There was a dual purpose to this release. The first reason was that KISS, instead of playing to and for their slipping fan base, wanted to critic cred. They wanted to be viewed as serious musicians. Secondly, the band also had plans to produce a movie, called The Elder, hence the “Music From” portion of the album’s title. The band brought back successful producer Bob Ezrin (Pink Floyd’s The Wall, Alice Cooper’s Welcome to My Nightmare, KISS’ Destroyer) to help construct the album.

Having the perspective of being fresh ears to KISS at the time of buying this, I loved it, and I still do. Yeah, I’m sure if I was old enough at the time of this album’s release (it was released just days after I was born!) and a longtime KISS fan, I probably would’ve hated it at first. But many of those haters have come to respect the album for what it is.

Interest in the album was so poor, this is one of only two KISS album to not go at least Gold (Carnival of Souls: The Final Sessions is the other one) and the band didn’t even bother to tour to support it.
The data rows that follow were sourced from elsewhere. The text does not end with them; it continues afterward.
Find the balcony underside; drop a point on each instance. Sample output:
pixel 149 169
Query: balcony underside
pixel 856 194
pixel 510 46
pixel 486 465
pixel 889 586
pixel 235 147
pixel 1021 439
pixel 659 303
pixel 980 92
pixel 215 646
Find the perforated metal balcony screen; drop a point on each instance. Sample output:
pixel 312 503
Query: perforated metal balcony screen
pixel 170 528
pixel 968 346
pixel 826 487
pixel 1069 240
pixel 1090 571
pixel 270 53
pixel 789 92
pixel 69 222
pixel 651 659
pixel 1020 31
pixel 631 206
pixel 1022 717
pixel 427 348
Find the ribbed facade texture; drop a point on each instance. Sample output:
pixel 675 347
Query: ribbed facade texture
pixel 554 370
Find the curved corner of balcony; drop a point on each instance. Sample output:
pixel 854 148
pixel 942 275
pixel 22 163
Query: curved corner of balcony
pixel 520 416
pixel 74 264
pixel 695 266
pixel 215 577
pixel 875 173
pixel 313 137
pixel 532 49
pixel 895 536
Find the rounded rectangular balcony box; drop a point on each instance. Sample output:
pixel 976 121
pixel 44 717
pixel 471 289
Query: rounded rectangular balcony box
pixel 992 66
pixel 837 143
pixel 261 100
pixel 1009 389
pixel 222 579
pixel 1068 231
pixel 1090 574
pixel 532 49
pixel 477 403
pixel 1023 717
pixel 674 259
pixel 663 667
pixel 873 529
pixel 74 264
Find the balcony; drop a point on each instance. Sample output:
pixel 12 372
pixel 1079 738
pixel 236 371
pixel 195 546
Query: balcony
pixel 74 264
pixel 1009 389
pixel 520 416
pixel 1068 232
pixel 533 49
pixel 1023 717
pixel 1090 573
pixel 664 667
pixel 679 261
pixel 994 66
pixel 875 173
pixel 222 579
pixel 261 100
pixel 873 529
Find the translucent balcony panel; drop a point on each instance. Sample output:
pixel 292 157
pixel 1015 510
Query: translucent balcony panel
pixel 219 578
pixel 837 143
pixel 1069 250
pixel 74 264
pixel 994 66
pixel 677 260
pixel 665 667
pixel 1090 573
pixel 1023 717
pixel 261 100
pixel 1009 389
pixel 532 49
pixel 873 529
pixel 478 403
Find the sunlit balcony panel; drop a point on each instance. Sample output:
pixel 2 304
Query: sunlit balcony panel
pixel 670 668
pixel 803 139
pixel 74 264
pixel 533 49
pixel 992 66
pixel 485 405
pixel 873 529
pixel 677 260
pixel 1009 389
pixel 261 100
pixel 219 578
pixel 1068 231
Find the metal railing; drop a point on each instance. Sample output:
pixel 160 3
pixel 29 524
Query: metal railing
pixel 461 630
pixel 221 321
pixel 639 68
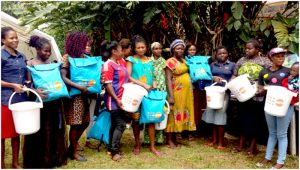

Oh well, the album was a serious commercial misstep for the band when they really needed to get back to meat-and-potatoes rock, but creatively, it’s enjoyable (though cheesy).

And can you imagine being Eric Carr? His first album with KISS and he has to play these songs and then he’s told they won’t be touring at all because the album tanked! This album was also the ‘final straw’ for Ace.

Highlights: All of it. One of KISS’ strongest albums top to bottom, in my opinion.